* James River buys back debt at 39 cents in the dollar
* S&P says discounted debt repurchase tantamount to a
* Shares fall 32 pct
(Adds conference call details, S&P rating cut)
By Swetha Gopinath
Nov 7 Standard & Poor's Corp slashed James River
Coal Co to 'selective default' after the coal miner
said it had repurchased debt at less than half the face value
and reported a bigger-than-expected quarterly loss.
James River shares fell as much as 32 percent to $3.20 on
the Nasdaq after the repurchase was announced, with analysts
concerned the company had used cash to buy back debt when it
faces a liquidity squeeze amid sliding coal prices.
Other coal stocks fell on fears of stricter environmental
regulations during President Barack Obama's second term.
The company said it had bought back debt with a face value
of $61.4 million, about 9 percent of its total, for $23.9
million between July 1 and Oct. 12.
Ratings agency S&P said the repurchases, at a roughly 60
percent discount, were tantamount to a default given the steep
discount and the relative size of the transactions.
"We consider the discounted note repurchases constitute a de
facto restructuring," it said in a statement.
Analysts warned that the repurchase would dent cash
reserves, though some said it would help the company cut costs.
James River has been struggling with high costs and
diminished cashflow due to weak demand for coal from steelmakers
and power producers in the United States.
"(The) surprise $61 million debt repurchase (is a) great
deal at 39 cents per $1 face value, but erodes the $170 million
liquidity cushion," analysts at Tudor Pickering Holt said in a
note to clients.
James River Coal, which had debts of $589.5 million as of
June 30, said available liquidity fell to $172 million at the
end of the quarter from the $191.9 million at the end of the
"Opportunistic purchases like these help the company's
balance sheet and James River Coal still has $151.4 million in
cash," analysts at Simmons & Co said in a note to clients.
S&P, however, said James River Coal's liquidity was "less
than adequate," given that the company would likely burn cash in
2012 and 2013. U.S. coal miner Patriot Coal Corp had
filed for bankruptcy protection in July.
On a conference call with analysts, James River Chief
Executive Peter Socha said the company is considering a new term
loan or flexed revolver loan to cut costs.
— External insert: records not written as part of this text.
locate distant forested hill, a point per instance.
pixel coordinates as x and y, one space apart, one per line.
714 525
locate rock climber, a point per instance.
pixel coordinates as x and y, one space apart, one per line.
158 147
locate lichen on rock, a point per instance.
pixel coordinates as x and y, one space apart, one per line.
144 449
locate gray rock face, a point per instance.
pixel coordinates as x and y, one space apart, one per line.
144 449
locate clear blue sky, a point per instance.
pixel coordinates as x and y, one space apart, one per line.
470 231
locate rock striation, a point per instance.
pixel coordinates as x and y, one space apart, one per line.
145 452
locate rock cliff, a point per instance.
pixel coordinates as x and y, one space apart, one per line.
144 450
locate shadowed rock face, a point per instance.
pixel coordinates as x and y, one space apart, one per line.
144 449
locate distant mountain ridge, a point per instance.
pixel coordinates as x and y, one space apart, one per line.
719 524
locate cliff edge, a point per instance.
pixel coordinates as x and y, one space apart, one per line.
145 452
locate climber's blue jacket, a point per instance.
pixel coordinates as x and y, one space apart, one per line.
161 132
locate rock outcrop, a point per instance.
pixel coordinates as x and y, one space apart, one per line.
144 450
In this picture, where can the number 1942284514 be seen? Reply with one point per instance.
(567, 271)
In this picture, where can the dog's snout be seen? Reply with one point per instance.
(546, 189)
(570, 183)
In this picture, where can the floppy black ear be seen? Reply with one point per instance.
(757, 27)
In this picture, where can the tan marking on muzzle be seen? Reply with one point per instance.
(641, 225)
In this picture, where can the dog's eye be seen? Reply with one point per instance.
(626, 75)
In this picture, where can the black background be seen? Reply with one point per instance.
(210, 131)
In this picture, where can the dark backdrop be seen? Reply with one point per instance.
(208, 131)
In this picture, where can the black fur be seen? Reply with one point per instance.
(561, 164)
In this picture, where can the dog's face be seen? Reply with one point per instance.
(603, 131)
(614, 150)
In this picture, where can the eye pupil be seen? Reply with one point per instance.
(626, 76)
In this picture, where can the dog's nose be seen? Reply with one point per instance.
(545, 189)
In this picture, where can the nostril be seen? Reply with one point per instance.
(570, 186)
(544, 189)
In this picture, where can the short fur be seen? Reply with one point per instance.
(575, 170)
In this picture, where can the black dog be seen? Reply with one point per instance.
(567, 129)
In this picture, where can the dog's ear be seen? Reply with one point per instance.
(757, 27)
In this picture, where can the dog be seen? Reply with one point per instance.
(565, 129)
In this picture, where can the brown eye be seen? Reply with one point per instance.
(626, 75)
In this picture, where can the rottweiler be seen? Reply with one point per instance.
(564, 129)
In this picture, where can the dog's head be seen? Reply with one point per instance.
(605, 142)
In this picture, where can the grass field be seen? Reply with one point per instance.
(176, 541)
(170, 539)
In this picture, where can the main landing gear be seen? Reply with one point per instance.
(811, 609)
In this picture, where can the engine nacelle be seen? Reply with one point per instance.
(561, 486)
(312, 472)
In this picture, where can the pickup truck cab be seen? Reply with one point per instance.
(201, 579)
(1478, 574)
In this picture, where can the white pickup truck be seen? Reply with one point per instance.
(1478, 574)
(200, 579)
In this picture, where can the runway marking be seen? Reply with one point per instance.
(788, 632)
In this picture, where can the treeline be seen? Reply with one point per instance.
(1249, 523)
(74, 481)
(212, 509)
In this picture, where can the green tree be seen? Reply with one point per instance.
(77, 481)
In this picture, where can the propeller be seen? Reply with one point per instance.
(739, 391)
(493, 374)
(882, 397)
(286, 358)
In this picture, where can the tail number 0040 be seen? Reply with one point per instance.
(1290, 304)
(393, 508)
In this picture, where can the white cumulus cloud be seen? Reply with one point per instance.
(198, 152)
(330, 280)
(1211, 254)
James River will continue to cut the output of metallurgical
coal, used to make steel, in response to lower industry demand,
CEO Socha said on the call.
Metallurgical coal prices, which were as high as $225 per
tonne four months ago have settled at $140/tonne due to slow
economic growth in top buyer China.
James River, which diversified into the more lucrative
steel-making coal last year, has already suspended operations at
one coalmine operated on its behalf by a contractor.
It has also cut hours in its Kentucky operations that
produce thermal coal used for power generation.
James River is not the only U.S. coal to cut output this
year. Coal production in the country will drop to its lowest
level in two decades in 2013, the U.S. Energy Information
Administration (EIA) said in its Oct. 10 energy outlook report.
James River also said it had signed agreements to ship 1.3
million tons of Central Appalachian coal at an average price of
$70.63 per ton in 2013.
"This is slightly above the current curve for 2013, but
still below James River's average cash cost of production,"
analysts at Simmons & Co said in a note to clients.
The analysts also said it would take "a large improvement"
in the metallurgical or thermal markets for the company's
results to improve.
James River's third-quarter adjusted loss was $1.23 per
share, exceeding the $1.04 per-share loss analysts had
estimated, according to Thomson Reuters I/B/E/S.
Net loss widened to $20.6 million, or 59 cents per share,
from $3.7 million, or 11 cents per share, a year earlier.
Revenue fell 5 percent to $288.1 million, but was higher
than the average estimate of $261.7 million.
James River stock, which has nearly halved this year, was
down 23 percent at $3.61 in afternoon trade.